Interrogé à la même occasion, un très proche du président-politicien, M. El Hadj Hamidou Kassé en l’occurrence, a balayé d’une claque de langue tous mes propos et m’a même lancé un défi. «Personne ne peut sortir une seule archive sonore ou écrite indiquant une décision du président de la République sur la rétention des rapports des corps de contrôle», a-t-il affirmé avec force conviction. Encore plus sûr de son fait, il poursuit : «Les rapports de l’Ige ne sont pas rendus publics. Ils peuvent toutefois être déclassifiés à titre exceptionnel». «Et M. Niang ne peut pas sortir un seul texte pour prouver le contraire», conclut-il.
Le chargé de la Communication de la Présidence de la République a presque tout faux. D’abord, qu’il ne nous prenne pas pour des demeurés ! Nous savons très bien, et lui avec nous, que le président-politicien ne prend pas toutes ses décisions au grand jour, surtout les plus contestables. Nombre d’entre elles sont prises en sourdine, à l’ombre. Cependant, comme notre ministre conseiller spécial aime les exemples tirés d’archives sonores ou écrites, nous n’allons pas chercher loin. Son mentor n’avait-il pas reconnu lui-même, publiquement, «(avoir) mis le coude sur des dossiers» ? Ne reviendra-t-il pas lui-même, devant le tollé général que sa déclaration avait provoqué, «préciser sa pensée» : ce n’est pas sur tous les dossiers qu’il avait mis le coude, mais seulement sur celui du Fesman. N’est-ce pas de la rétention de dossier ? N’est-ce pas une archive sonore ? J’ai bien entendu la déclaration.

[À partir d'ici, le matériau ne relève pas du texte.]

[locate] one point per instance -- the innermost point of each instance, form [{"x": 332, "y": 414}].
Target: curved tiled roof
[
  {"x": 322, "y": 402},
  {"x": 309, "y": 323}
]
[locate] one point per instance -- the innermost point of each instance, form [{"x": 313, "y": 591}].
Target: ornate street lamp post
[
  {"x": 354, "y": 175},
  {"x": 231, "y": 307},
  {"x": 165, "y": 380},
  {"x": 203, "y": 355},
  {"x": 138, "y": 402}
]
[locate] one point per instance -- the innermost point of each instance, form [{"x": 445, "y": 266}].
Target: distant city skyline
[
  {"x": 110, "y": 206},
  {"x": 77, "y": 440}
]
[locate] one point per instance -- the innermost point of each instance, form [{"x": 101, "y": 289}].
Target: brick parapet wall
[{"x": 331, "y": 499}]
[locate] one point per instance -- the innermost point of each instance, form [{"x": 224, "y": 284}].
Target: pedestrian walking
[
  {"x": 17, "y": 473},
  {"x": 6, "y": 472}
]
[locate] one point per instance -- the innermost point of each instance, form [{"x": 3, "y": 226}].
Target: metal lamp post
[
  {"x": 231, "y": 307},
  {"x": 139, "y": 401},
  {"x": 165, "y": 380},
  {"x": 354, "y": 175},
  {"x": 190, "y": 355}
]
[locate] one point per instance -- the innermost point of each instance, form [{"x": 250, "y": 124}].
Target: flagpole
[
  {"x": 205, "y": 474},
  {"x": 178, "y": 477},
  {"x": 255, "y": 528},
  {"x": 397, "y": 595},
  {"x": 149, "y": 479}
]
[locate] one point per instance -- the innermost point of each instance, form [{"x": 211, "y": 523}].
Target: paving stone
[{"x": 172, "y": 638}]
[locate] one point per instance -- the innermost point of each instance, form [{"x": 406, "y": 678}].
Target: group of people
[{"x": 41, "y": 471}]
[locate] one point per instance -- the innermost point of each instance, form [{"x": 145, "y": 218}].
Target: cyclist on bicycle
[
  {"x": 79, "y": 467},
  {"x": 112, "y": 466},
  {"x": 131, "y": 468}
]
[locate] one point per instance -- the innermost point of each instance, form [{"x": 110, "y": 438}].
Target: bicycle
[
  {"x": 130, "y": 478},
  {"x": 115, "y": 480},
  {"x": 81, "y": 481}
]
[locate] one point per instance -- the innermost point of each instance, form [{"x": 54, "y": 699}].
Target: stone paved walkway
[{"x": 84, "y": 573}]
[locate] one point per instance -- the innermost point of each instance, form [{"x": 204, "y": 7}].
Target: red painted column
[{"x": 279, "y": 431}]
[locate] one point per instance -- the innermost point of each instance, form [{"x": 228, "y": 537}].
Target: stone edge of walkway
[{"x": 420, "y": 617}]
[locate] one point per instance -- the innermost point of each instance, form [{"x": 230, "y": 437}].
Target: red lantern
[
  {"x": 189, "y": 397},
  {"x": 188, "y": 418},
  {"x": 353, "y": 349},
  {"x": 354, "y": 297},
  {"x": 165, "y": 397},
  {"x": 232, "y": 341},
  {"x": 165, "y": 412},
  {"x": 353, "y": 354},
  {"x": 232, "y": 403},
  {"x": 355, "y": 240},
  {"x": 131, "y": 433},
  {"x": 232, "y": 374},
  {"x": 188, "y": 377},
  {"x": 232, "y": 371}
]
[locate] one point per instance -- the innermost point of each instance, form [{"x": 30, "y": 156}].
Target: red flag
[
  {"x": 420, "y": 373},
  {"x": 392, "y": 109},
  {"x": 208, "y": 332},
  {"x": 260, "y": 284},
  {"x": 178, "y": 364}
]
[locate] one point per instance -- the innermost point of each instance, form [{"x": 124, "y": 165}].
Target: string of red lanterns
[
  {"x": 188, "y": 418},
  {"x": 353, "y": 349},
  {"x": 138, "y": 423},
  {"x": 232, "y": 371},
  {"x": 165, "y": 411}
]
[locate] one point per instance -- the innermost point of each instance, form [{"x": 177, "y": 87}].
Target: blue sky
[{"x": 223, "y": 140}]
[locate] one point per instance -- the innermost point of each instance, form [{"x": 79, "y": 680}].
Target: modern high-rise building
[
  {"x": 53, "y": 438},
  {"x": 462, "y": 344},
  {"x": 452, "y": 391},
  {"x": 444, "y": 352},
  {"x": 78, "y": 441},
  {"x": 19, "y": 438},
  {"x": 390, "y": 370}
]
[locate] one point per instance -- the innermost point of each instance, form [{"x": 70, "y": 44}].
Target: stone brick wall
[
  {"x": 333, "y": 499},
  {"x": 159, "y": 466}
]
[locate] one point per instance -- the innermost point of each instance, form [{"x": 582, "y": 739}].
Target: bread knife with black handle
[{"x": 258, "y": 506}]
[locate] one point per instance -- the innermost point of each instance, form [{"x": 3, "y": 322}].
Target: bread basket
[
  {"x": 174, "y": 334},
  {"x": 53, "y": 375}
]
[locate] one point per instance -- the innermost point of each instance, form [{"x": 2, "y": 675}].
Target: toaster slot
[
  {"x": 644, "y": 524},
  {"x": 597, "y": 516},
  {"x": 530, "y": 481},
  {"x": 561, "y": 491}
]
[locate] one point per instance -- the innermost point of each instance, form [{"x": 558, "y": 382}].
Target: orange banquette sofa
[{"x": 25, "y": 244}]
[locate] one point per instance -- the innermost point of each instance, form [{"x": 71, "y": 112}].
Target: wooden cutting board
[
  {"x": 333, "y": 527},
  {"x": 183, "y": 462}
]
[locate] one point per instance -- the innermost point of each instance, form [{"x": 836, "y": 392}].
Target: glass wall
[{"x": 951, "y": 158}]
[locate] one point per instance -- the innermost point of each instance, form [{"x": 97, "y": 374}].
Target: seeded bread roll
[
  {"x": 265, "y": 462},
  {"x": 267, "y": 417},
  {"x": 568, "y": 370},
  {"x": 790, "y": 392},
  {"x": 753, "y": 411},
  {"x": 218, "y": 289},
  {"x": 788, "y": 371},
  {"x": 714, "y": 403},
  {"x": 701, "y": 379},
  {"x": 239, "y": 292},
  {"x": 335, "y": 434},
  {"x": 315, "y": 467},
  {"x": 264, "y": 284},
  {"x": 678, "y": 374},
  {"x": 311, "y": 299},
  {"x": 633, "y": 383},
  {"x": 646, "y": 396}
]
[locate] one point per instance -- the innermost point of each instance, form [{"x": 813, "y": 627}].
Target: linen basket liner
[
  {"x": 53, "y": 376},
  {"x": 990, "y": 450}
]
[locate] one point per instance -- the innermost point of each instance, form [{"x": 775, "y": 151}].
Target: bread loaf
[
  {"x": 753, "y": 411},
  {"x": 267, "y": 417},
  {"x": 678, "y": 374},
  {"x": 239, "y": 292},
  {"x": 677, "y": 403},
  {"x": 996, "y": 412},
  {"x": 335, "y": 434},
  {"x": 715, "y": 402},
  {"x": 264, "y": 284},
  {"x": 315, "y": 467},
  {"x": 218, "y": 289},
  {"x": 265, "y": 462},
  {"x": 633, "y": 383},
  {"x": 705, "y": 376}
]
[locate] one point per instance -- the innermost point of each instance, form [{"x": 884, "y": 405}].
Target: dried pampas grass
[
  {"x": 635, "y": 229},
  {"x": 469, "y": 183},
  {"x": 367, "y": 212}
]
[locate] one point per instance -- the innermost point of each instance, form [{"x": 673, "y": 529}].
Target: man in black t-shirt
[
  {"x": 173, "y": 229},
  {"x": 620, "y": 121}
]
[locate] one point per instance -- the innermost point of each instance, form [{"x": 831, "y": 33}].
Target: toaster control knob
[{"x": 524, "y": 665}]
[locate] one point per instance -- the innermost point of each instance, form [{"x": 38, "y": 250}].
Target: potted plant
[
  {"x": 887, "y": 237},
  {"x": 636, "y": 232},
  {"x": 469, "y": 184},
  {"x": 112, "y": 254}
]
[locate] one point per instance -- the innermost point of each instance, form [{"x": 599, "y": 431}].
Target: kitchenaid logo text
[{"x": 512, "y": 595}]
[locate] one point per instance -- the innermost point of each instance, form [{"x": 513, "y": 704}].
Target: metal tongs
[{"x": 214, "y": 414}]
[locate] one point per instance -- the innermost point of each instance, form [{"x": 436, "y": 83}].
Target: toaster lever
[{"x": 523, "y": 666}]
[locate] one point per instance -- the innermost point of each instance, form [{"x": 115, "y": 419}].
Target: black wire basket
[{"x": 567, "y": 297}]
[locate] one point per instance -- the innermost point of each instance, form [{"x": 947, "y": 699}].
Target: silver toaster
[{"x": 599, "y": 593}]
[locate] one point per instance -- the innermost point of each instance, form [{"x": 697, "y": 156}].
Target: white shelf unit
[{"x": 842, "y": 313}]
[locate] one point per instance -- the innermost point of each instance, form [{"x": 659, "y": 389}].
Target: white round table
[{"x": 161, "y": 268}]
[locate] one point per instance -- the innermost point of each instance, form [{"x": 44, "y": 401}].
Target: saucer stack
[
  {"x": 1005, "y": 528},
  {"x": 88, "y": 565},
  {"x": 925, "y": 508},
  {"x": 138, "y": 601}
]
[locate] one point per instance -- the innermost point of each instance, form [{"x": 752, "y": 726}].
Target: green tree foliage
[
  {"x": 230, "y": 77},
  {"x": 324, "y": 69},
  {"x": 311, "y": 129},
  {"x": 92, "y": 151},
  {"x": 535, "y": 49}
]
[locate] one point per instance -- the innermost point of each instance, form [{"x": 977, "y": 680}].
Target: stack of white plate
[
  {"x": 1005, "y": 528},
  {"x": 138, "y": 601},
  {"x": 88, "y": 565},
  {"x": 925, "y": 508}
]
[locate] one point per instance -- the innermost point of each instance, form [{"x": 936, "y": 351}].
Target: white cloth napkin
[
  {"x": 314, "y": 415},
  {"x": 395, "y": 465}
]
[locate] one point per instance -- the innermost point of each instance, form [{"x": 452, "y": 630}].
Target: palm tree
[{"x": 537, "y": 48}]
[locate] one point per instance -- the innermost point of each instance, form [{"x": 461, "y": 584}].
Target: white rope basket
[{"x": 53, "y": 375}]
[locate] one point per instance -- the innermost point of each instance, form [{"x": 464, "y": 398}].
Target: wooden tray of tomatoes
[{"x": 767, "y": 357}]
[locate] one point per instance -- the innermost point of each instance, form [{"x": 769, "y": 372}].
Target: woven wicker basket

Je rappelle que dans sa livraison du mercredi 6 février 2014 – puisqu’il faut des exemples tirés d’archives sonores ou écrites – le journal Le Quotidien que personne ne peut suspecter d’hostilité envers le président-politicien, a fait état d’«une décision prise sur lui de ranger le lourd dossier du Fesman». Il ne souhaiterait pas, selon le même quotidien, «s’encombrer de la fille de son prédécesseur après le frère». Cette curieuse et surprenante décision n’avait pas manqué de susciter nombre de commentaires. En particulier une dame, membre de l’entourage proche du couple présidentiel, s’était permis la déclaration suivante : «Mettre en prison en même temps Sindièly et Karim Wade, ce serait déstabiliser Me Wade». Cette curieuse déclaration avait certainement surpris et fait sursauter plus d’un. En tout cas, la curieuse décision du président-politicien et le commentaire de la dame en question m’avaient inspiré, dès le lendemain, une contribution que j’avais intitulée à dessein : «Et s’il est établi que le frère et la sœur sont tous les deux des voleurs !»
Après avoir passé en revue ces quelques exemples tirés d’archives écrites (et sonores), revenons sur les certitudes de Monsieur le Ministre Conseiller spécial ! N’est-ce pas lui qui affirme de façon péremptoire, que «les rapports de l’Ige ne sont pas rendus publics, (qu’ils) peuvent toutefois être déclassifiés à titre exceptionnel, (et que) M. Niang ne peut pas sortir un seul texte pour prouver le contraire» ?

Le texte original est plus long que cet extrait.